One woman’s petition for divorce from her wife was denied in June by a judge in Indianapolis as the courts struggled with how to handle such requests while Indiana’s gay-marriage ban was in effect.
“There’s no difference in that regard now,” Indianapolis family law attorney Kathy Harmon said. “Since we are now treating these marriages as we treat opposite-sex marriages, their divorces will be treated the same as well.”
Some complications could still emerge for same-sex couples who couldn’t get married in Indiana but had been living together through a cohabitation agreement on how to divide property if they do separate. They could also face legal troubles if one of the divorcing same-sex partners had a child through adoption or artificial insemination and the other partner didn’t do a second-parent adoption, Harmon said.
At least two same-sex divorce cases are pending in Marion County, The Indianapolis Star reported.
American Family Association of Indiana executive director Micah Clark, who supported the state’s gay-marriage ban, said he’s not surprised at the filings of same-sex divorce cases.

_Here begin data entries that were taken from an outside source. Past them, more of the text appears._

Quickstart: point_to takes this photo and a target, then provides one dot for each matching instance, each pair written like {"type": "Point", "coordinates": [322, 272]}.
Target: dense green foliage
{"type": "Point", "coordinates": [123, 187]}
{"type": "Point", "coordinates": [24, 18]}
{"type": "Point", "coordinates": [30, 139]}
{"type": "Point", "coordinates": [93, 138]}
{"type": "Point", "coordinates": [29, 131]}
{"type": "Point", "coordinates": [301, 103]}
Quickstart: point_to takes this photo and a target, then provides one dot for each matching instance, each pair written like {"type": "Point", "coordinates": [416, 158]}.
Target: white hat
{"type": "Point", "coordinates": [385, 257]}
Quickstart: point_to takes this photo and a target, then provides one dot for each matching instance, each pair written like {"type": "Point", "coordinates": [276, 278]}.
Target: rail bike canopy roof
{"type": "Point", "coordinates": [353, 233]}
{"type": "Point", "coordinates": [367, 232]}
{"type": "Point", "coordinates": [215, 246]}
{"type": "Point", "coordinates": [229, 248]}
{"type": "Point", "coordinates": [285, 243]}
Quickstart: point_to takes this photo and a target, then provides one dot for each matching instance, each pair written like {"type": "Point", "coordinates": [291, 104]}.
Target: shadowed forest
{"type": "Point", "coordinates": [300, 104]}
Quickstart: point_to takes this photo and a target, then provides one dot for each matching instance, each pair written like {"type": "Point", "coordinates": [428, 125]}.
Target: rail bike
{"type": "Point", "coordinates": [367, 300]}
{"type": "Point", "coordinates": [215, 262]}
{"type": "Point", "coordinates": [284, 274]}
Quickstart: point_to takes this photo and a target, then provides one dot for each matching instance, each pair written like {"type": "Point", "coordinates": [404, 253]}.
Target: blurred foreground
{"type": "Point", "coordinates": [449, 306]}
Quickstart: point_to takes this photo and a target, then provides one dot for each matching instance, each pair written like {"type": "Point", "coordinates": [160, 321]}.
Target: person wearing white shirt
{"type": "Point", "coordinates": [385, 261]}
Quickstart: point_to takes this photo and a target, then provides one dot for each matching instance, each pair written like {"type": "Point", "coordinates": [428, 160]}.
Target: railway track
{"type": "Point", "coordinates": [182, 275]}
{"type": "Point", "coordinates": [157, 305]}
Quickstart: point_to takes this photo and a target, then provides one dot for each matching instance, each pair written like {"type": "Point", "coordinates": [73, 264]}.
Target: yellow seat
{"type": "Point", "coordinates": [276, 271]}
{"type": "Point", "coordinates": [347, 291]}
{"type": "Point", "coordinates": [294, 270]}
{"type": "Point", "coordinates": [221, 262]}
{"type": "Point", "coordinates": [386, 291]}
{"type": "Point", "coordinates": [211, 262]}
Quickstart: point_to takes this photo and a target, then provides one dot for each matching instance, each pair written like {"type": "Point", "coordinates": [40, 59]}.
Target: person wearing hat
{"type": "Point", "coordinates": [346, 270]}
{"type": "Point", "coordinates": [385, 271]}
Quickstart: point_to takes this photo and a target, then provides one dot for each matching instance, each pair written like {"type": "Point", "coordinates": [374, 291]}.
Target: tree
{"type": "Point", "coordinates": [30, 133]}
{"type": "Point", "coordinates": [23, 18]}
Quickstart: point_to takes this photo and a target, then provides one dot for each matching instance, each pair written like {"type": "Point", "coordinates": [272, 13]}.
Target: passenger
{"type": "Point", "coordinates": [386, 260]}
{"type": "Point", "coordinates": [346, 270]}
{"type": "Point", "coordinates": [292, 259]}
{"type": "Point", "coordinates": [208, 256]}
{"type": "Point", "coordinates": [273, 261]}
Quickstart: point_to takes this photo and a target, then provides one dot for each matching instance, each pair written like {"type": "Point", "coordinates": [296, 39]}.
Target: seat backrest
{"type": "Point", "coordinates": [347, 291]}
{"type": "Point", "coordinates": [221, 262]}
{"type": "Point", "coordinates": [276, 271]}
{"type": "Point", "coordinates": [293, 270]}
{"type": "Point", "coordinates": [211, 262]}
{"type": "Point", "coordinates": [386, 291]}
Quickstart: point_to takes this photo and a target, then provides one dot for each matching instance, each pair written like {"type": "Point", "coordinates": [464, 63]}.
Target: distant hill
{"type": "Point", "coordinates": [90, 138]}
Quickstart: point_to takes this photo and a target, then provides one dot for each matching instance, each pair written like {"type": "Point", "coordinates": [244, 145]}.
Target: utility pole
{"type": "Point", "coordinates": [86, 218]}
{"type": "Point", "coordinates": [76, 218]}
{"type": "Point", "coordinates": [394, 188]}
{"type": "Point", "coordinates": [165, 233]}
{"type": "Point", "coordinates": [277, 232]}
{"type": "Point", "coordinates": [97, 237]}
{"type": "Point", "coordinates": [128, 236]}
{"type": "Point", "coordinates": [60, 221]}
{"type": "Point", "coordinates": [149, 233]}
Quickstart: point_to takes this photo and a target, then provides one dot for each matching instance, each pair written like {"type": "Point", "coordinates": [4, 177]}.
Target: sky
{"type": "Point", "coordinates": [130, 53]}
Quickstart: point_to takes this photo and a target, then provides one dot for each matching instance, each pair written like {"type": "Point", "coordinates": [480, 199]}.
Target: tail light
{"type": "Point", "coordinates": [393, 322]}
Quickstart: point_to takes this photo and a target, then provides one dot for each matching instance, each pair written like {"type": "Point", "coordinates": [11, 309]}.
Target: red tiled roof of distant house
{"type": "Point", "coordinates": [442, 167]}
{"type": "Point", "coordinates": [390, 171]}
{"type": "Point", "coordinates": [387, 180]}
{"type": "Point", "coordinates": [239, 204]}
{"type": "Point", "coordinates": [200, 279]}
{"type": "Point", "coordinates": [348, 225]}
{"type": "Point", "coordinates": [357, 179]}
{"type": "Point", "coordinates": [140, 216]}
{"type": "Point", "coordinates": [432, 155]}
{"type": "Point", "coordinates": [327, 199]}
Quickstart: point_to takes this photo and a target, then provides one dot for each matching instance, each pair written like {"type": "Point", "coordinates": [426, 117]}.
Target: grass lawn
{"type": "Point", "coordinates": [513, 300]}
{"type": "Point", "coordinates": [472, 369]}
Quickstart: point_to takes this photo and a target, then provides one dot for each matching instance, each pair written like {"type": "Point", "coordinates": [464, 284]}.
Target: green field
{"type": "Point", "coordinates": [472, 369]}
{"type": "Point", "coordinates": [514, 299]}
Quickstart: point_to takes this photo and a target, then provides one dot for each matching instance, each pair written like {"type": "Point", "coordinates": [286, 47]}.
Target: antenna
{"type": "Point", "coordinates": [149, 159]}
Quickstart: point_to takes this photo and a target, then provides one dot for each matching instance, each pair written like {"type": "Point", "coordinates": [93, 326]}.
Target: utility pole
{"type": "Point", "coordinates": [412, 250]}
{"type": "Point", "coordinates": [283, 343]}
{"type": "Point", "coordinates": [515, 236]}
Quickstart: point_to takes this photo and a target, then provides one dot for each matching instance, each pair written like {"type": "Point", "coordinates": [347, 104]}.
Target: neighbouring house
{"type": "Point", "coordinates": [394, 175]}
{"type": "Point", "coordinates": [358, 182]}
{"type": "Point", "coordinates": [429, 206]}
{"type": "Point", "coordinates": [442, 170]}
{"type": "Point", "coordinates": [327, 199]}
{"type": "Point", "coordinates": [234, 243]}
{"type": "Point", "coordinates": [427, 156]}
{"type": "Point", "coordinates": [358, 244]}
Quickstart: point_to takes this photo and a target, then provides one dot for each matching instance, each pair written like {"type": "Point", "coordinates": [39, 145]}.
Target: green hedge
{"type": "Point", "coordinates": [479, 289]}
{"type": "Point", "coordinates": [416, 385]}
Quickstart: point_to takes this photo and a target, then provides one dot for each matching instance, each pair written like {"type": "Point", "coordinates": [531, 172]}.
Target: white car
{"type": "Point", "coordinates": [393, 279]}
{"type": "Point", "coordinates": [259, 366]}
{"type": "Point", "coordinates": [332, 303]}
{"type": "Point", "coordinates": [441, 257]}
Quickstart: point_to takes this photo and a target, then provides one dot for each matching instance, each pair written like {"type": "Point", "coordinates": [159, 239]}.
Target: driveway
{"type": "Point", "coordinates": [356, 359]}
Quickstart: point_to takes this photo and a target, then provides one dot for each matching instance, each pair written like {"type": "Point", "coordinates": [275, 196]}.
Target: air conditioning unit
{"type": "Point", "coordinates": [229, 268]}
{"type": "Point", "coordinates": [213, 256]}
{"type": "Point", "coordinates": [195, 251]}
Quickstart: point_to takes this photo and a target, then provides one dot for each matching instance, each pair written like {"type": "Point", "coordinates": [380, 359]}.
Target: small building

“Simply saying that the government is approving something doesn’t make it more stable,” he said.
Same-sex marriage became legal in Indiana on Oct. 6, when the U.S. Supreme Court decided to let stand two federal court rulings that said the state’s ban and refusal to recognize such marriages performed elsewhere was unconstitutional.
“Some people want to get married and some people want to get divorced,” said Clayton Morgan, an Indianapolis attorney involved in one of the same-sex divorce cases. “Now everybody has the freedom to do what they want.”